The eyes started rolling in his head. I thought he was going to collapse. Thought the poignancy was going to take the legs from under him but he somehow regained composure like an Olympic gymnast maintaining a perfect dismount on a broken ankle.

‘Remember that, O’Brien,’ he said, ‘and remember that wine comes in at the mouth and love comes in at the eye. Time to get drunk. Don’t be a martyred slave of time. Get drunk. Stay drunk. On wine, virtue, poetry, whatever. The road of excess leads to the palace of wisdom.’

‘You’re a gas cunt, Tom. Throw me on another pint,’ I said wiping the teared snot from my face. ‘Sure, I may as well be hung for a sheep as a lamb.’

‘Alas for those that never sing but die with their music in them,’ he said, polishing a brandy glass.

‘You’re a beautiful man, Tom Halloran. A beautiful man,’ I said, still weeping effusively. ‘I’ll tell you no word of a lie, as God is my witness. But I’ll dig, shovel or no fucking shovel, I’ll dig up this Atlantic rock with my bare fucking paws if I have to, I’ll dig down to Australia, Jules-fucking-Verne wouldn’t get a look in. There’s always the next village, Tom. The next madhouse. There’ll no one stop me, man, woman, nor beast. Sure, what can a man do but dig? Answer me that? What can a man do but dig? Dig the fuck out of it. I’ll dig, Tom.
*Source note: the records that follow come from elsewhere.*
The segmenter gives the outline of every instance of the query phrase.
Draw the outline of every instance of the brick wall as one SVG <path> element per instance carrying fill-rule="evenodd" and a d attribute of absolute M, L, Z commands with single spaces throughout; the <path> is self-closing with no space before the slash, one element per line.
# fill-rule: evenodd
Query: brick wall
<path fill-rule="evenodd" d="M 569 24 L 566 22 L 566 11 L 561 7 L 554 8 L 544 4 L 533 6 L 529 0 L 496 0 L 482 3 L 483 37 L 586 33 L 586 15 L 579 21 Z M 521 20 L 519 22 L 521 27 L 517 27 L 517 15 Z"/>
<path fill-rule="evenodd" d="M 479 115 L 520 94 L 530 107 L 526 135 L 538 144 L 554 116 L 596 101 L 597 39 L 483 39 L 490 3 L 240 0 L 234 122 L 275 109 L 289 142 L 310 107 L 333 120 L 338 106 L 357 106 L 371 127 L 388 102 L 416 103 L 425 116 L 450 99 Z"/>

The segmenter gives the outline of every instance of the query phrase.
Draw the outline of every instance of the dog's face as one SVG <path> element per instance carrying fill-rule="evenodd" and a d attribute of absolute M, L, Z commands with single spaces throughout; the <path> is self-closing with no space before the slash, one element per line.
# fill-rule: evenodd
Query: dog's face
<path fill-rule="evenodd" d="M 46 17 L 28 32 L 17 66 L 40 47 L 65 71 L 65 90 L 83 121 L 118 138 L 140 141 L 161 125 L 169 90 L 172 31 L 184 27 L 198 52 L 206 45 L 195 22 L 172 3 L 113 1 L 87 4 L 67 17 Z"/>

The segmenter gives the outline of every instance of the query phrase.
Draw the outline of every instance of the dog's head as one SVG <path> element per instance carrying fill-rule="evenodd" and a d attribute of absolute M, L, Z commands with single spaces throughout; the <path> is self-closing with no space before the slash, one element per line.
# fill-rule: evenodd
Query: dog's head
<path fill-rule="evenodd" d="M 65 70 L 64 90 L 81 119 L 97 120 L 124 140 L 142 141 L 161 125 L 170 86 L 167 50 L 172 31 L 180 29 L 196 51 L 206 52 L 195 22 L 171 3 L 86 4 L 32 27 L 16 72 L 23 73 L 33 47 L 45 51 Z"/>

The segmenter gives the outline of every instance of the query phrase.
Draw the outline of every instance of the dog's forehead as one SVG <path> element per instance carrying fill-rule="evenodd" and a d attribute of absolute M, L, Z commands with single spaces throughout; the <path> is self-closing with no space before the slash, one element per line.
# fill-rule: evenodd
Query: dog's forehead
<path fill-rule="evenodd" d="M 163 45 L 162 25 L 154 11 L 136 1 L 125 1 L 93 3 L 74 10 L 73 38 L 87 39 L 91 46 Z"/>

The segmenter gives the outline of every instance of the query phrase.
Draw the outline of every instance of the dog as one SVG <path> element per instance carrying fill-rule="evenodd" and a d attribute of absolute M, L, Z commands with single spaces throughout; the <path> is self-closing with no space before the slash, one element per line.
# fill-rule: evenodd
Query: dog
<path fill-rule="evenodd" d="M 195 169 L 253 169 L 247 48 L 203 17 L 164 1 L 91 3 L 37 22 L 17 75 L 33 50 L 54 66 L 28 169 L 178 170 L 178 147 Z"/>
Mark my words, I will dig.’

I removed my shoelaces and my genuine imitation leather belt and gave them to Tom. He handed me out his shovel over the counter. Fair exchange is no robbery. And with a bellyful of porter I staggered out into the deathbed of the evening cradled by a supreme intoxication. Up Hill Road with the tongues of the boots flapping in the breeze and the crack of the arse peeking out over my jeans like a baby kangaroo from its mother’s pouch, and on up to the bus stop outside McMahon’s family butchers, breaking stride only to take a slash and vomit magisterially agin the Garda station door. There wasn’t another sinner on the street. Not a soul. Tumbleweed job. You could hear a pin drop. It was like I was the only one left alive or who had ever lived. At the bus stop I rested on Tom’s shovel, lit a fag and sucked on it with the jaws of an ass. The carcinogens wafted snake-like past my snout, up towards the quintet of demented starlings on the telephone wire, then disappeared into the last of the fading light.